If you are getting SMS spam, you can try to report it to WASPA. If it is being sent via a member, WASPA will be able to help you stop the spam. Both WASPA and the Direct Marketing Association of South African (DMASA) also operate “do not contact” lists. If you add your details to these, you will be blocked from getting spam from their members. WASPA’s DNC is here, while the DMASA’s is here. Note that the DMASA’s system will require you to disclose your ID number in addition to an email address and/or phone number. WASPA’s system only requires a phone number, but is also limited to SMS spam.

The Consumer Protection Act (CPA) provides for the National Consumer Commission to set up a national pre-emptive block registry to be used by consumers to block spam, but this has not been done. Despite the name of the DMASA’s system, South Africa does not currently have an official national block list, only those operated by industry bodies on a voluntary basis.

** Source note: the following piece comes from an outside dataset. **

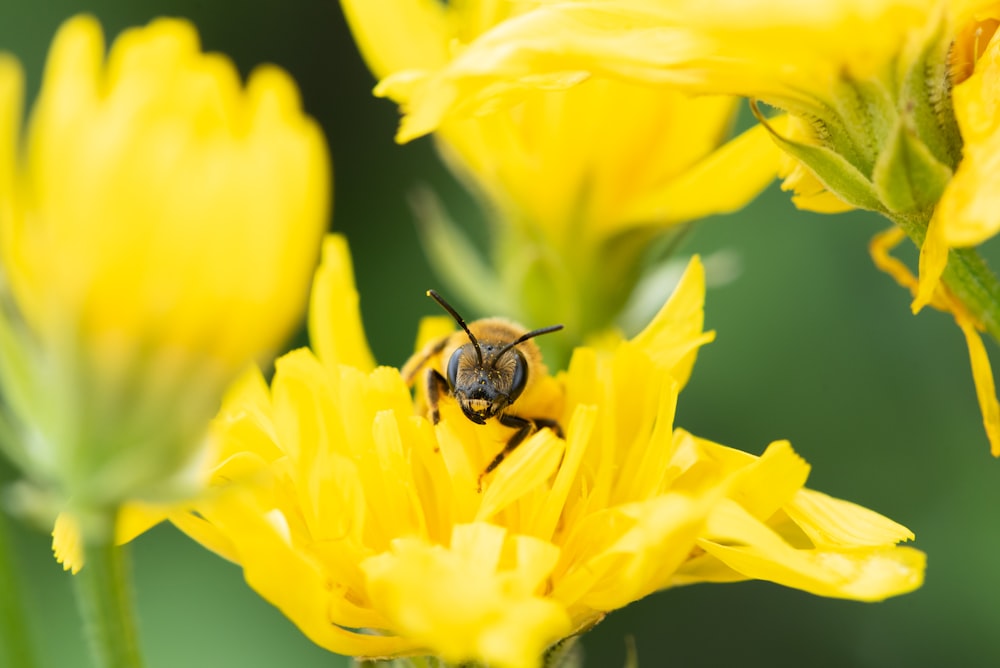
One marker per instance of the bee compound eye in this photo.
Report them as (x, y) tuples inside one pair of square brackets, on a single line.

What can I do to make spam stop?

First, if the spam appears to be coming from a legitimate company, and is simply aggressive marketing, try unsubscribing. We agree with you that you shouldn’t have to unsubscribe from something you didn’t ask for in the first place, but a working opt-out is a legal requirement in South Africa, so many spam senders do have a working unsubscribe system.

However, if you are suspicious of the sender of a spam, don’t click on the unsubscribe link. Scam artists frequently use spam to try to collect personal information or to trick people into installing malware. If you are asked to provide any additional personal information beyond your email address when trying to unsubscribe, that is most likely a scam. If you are in any doubt, mark the message as spam in your mail folder (if you can), and then ignore it.

Second, for spam being sent by a South Africa company, try sending a message directly to the spammer asking to be unsubscribed. There is a template you can adapt for this purpose here, which references the relevant legislation.

Third, you can report unrepentant spammers to their Internet service provider. Most ISPs have policies against sending spam, have an abuse@ email address and take spam reports seriously. As noted earlier, if you are getting spam from someone using an ISPA member’s network, you should fill in this form and we will try to help you.